Brand owners interested in a unique label claim—or simply in the actives and what they can do for the skin—can take advantage of such biotechnological processes. “Brands are driven by unique ideas,” explains Gruber. “Plants that are unique or that grow in unique environments and offer benefits to the skin allow brands to build stories around them.” Driven by innovative companies looking to carve out a niche for all-natural products, the process is renewable, not based on petroleum.

Similarly, Sederma has invested €1 million to create a plant cell culture lab and library, allowing the company a neverending source for molecules of interest by controlling the cultures. After five years of research, Sederma will launch its first product based on plant cell culture that claims substantiated innovative positioning in 2011. The development of products based on plant cell culture doesn’t exploit wild or crop plants, allowing the company to meet evolving consumer needs in a new way. The company has also improved plant extraction with new processes such as supercritical carbon dioxide extraction, which needs limited energy, recycles the gaseous solvent and doesn’t discharge any solvent to the environment.

Sederma is also helping its customers to formulate certified organic products by conforming to Ecocert certifications for several of its natural ingredients, constituting the natural grade range.“Sederma products have strongly demonstrated of their efficacy,” says Olga Gracioso, director of marketing. “Consumers expect the natural products they buy will be effective, [and] this is why we work to develop green but efficient products.” Sederma recently launched Kelisoft in water- and oil-soluble versions to expand options for deodorant formulation. This product is based on a vegetal molecule that exerts an anti-inflammatory action to shaved or waxed areas, and helps reduce hair growth.

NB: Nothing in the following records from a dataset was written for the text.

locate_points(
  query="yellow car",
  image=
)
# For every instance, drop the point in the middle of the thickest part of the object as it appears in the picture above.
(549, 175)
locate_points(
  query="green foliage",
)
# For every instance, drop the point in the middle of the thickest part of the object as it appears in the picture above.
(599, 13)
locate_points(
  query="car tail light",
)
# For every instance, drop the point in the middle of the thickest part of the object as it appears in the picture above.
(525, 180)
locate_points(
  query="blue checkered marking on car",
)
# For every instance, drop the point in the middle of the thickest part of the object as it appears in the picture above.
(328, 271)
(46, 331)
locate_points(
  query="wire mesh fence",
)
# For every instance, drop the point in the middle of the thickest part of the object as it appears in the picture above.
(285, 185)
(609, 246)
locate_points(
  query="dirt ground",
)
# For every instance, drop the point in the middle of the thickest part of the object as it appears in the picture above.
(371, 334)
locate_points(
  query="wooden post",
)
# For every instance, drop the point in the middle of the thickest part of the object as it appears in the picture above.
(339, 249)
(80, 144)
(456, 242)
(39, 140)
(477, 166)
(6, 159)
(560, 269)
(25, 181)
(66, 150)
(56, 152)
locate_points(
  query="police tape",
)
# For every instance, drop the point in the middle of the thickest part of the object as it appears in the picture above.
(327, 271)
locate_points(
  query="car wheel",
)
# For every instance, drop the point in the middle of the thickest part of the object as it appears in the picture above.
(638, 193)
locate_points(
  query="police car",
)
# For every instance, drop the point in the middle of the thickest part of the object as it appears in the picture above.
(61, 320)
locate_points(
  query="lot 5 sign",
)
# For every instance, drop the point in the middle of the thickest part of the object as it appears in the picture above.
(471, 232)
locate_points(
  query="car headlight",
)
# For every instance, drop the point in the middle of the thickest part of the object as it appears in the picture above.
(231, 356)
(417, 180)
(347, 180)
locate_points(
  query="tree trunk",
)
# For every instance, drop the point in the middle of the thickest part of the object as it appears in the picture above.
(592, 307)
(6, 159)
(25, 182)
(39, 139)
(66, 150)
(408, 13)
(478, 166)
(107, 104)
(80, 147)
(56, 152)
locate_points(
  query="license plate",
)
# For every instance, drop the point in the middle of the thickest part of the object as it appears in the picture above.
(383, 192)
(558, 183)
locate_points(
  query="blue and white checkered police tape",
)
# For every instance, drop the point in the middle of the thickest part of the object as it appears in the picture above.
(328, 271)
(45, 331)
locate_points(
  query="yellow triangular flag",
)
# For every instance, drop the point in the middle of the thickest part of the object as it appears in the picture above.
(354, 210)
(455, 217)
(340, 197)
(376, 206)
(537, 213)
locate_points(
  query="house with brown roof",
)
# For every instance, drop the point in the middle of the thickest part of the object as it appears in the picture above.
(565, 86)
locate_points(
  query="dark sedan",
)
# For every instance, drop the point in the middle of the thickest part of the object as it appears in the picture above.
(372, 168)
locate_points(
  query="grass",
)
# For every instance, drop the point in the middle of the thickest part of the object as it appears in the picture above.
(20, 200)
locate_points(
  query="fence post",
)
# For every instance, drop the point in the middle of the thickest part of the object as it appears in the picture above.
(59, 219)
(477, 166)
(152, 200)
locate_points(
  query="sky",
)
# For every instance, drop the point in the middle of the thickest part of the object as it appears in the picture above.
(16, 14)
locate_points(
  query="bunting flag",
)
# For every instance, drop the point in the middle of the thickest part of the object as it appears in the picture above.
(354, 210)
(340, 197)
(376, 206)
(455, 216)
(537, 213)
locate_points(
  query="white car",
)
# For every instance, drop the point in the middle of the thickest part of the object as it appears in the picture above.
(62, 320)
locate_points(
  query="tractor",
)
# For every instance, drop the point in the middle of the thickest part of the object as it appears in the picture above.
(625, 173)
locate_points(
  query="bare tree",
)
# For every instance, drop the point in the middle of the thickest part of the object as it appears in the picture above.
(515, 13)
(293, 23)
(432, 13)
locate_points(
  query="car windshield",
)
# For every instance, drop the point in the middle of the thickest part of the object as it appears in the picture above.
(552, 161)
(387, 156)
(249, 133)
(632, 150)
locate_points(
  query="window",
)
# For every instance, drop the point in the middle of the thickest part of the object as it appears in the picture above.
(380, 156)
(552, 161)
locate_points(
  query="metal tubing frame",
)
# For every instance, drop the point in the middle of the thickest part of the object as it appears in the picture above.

Finding Alternatives in the Face of Growing Regulations

Gruber’s primary concern with possible tougher regulations is the potential that they will stifle innovation. While more options promote green product development, limiting options will make the industry less exciting and be a disadvantage for consumers. “With tough regulations, smaller companies, which are [often] quick to market, find it hard to meet them,” he explains. “But getting better control of ingredients that are used is important from a safety perspective.”